Towards the end of the meeting I couldn’t help but reflect on what had influenced these decisions. Political pragmatism probably came top of the list (‘we couldn’t possibly do that, our GPs wouldn’t engage’), closely followed by personal experience (‘I saw care coordinators working really well in my previous job’) and a bit of ideology (‘what we need is more/less competition’).

Perhaps a little mischievously, I asked the group whether the decision-making process, or the decisions themselves, would have been any different if an academic had been part of the conversation. Some were unsure but most were dismissive. Well-rehearsed arguments were voiced – academics have their heads in the clouds, they don’t understand the need to make quick decisions, they are too purist, too nihilistic and they don’t speak a language that we understand. Stereotypes perhaps, but even as an academic myself, I wasn’t inclined to be too defensive.

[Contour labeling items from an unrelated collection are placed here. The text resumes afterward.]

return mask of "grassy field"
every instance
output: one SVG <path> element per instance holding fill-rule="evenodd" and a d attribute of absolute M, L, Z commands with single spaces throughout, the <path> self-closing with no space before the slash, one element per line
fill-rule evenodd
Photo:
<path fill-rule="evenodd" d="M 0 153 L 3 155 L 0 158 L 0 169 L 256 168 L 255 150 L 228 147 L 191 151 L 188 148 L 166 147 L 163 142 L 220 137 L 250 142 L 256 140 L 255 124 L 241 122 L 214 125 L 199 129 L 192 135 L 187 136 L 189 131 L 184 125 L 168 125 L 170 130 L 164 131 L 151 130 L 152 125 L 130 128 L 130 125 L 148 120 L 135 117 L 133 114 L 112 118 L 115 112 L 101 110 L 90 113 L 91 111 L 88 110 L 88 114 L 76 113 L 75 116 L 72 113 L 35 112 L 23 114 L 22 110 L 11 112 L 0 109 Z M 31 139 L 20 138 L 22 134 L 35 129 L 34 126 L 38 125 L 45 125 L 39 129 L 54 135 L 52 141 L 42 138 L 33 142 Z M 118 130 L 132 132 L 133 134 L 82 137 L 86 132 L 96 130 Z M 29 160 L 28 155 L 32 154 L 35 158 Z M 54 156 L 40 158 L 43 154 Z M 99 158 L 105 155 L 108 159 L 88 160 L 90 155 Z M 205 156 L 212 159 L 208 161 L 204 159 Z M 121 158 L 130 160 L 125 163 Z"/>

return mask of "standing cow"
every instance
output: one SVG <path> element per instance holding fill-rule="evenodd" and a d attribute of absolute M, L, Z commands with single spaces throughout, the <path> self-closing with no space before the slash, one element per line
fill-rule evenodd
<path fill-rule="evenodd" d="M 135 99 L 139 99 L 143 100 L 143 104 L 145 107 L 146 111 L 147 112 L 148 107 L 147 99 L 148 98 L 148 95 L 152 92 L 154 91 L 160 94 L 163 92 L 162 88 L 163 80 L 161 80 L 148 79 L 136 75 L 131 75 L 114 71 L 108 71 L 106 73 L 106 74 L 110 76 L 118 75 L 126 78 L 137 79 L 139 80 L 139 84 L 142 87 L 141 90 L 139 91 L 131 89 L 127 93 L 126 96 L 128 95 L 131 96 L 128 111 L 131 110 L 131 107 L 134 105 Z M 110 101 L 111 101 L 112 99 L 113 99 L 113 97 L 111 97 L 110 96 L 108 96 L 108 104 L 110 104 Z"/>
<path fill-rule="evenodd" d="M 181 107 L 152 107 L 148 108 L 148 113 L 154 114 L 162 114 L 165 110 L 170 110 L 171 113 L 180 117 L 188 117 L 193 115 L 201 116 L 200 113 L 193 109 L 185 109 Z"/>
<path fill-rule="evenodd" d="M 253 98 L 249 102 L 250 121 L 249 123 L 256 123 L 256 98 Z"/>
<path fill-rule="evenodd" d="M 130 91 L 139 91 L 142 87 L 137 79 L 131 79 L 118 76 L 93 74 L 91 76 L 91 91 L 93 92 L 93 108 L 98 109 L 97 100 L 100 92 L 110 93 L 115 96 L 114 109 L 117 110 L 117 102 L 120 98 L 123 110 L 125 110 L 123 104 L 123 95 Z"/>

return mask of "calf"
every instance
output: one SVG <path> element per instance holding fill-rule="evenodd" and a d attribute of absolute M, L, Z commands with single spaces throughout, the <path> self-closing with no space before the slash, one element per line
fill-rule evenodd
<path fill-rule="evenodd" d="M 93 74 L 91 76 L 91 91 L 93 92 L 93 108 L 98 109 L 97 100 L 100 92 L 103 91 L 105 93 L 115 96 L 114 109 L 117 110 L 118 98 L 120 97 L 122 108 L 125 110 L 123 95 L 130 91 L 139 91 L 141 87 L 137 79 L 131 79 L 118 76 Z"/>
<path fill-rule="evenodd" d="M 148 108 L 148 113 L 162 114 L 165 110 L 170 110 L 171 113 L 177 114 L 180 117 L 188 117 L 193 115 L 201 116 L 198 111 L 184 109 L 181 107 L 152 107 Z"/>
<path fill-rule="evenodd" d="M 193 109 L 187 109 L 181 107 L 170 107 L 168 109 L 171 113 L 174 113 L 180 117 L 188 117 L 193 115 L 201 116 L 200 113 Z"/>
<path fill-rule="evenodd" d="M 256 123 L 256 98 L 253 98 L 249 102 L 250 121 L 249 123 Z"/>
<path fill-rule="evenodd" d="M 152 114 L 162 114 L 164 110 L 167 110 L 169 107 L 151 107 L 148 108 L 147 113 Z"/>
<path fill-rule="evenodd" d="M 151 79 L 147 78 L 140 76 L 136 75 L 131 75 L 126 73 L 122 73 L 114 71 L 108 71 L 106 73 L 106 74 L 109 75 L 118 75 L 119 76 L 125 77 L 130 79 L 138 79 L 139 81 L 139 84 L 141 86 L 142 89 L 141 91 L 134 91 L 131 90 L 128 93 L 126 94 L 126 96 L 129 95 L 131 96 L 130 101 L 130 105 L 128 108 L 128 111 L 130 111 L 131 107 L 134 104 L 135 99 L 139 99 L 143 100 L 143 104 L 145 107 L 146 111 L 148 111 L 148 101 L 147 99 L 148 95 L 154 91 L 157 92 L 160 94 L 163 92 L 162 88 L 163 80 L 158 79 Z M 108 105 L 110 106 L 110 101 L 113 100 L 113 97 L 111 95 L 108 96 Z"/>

But I did push them. ‘How about’, I said, ‘if you had a friendly academic whispering in your ear as you made the decisions, someone who really wants to be useful. What could they bring to the table?’. The conversation then opened up. One person said that they were vaguely aware that some research had been conducted into integrated care (there is a substantial international evidence base) and it would be useful if the academic could bring this evidence to the table and help interpret what it meant within the local context. Another person said that the need for change lay at the heart of the work and that whilst they had a good practical understanding of how to go about it, they were aware that there was a vast literature about the psychology of individual change and the sociology of organisational change and it would be helpful if this theory could be described in an accessible way. Someone else said that they wanted a more objective assessment of whether what they were planning was likely to have an impact, so they would like to draw on the academic’s expertise in evaluation. And a fourth person admitted that they had lots of data but they would like help to analyse or interpret it in more sophisticated ways and it would be useful to have academic advice.

And they could have gone on. It felt remarkably like a Monty Python ‘what have the Romans ever done for us’ conversation. Whilst clinicians and managers will always have responsibility for making decisions about how care is organised and delivered, and these decisions will always be influenced by factors other than the scientific evidence, academics have a role to play and this is what the science of improvement is about – helping decision makers in the service to make better use of the scientific evidence and helping academics to produce more useful research. The use of clinical research, through the evidence-based medicine movement, has become deeply embedded in the psyche of health professionals over the last two decades. We now need to develop and embed an equally convincing science to underpin health system improvement. This will be a significant cultural challenge but the stakes have never been higher.